This is true, but can be turned to advantage

Pronunciation can be in the background of every activity, and foregrounded as it emerges in the course of any activity. To do this you need an immediate and ready to hand approach to dealing with whatever pronunciation issues come up, rather than having to make a note of a problem and then come back to it later when you have prepared something. The problem with doing it later is that the teachable moment has passed, the context is no longer live, the connection is lost, and to revive it requires new energy.

Work on it now or later?

There is more value (I think, and you may disagree) in doing it on the spot when it occurs, when the need is apparent, as there is more energy in it and it is part of an ongoing process, the need is directly at hand, and by doing it immediately you constantly confirm that if they can’t say it intelligibly there is little point in knowing it. In other words you gradually establish in your class culture the idea that an acceptable pron is an integral part of knowing a bit of language, not an extra bit of knowing. It is not a bonus, it is part of the core. If you can’t say it intelligibly then you don’t know it. Of course you can’t deal with everything, or even very much, on the spot. But we do need a focus of the moment and a way of not letting it all slip through our fingers

A vocab lesson

Saying a word and getting its stressed syllable, and more importantly its unstressed syllables, is key to saying and knowing the word. You don’t know a word if you can’t say it comprehensibly, and probably you can discern a word less reliably with your ear if you can’t actually say it. Ear and mouth educate each other. When practising vocab the teacher should keep gently demanding the best pron that the St can do at the moment. So that during the memory processing and the formation of the synapses the St does not default to their habitual L1 phonetic set. Pron is part of the identity of a word, in fact pron is the physical reality of the word and contributes vitally to hooking it into the memory.

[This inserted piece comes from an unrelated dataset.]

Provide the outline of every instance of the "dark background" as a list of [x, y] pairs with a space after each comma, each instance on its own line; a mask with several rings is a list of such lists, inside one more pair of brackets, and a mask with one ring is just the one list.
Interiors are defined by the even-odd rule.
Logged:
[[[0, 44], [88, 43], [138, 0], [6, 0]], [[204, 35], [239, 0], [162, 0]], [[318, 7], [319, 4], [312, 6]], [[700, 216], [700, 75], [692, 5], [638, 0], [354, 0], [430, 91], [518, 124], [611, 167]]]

Prime the memory for pronunciation

It doesn’t matter that the pron is not at first perfect, what matters is that at the time of learning something about pron is included in the memory synapse, the memory is somehow primed for pron, so if the memory synapse could speak it might say “…Ah yes, there is a pronunciation to be noted here, I haven’t got it yet, more work to follow…but anyway I’ve got the spelling and meaning and some collocations…and await more on the pron to glue it all together…” This is better than forming the memory firmly around the wrong pronunciation. It’s harder to retro-fit a new pron once the wrong one has been stored.

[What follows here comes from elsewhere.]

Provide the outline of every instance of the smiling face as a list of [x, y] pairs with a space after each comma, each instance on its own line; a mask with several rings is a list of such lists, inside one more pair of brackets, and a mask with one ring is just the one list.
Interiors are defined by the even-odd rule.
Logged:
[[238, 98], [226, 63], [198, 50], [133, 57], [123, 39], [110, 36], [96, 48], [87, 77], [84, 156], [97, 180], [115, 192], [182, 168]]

Work from a (graded) reader

When anyone is reading, and certainly when reading in a second language, it is likely that there is a subvocalized inner voice speaking in the learner’s inner ear, and this voice has a pronunciation. Try this for yourself. This means that even silent reading includes real time rehearsal of pronunciation. A pronunciation of some sort is being rehearsed yet no extra time is required to do it. And the question is, which pron is being rehearsed? Is it the pron of L2, as far as possible,? Or is it L1 pron that is being applied to L2 words? If the teacher does nothing about it then the St may quite naturally default to her L1 pron, There is scope for working on pron in the inner voice and the inner ear. I use this a lot and it has some great advantages too.

Writing work

In a similar manner writing entails the selecting of words in the head, trying them out in the inner voice, changing them until satisfied, and then writing them down. All of this, including the writing itself is accompanied by an inner voice, which has a pronunciation. Try this for yourself. Once you see this in yourself you can exploit it with your learners.

It’s interesting to reflect that there is no such thing as reading and writing without inner speaking and inner listening, and therefore inner pronunciation. Is that true?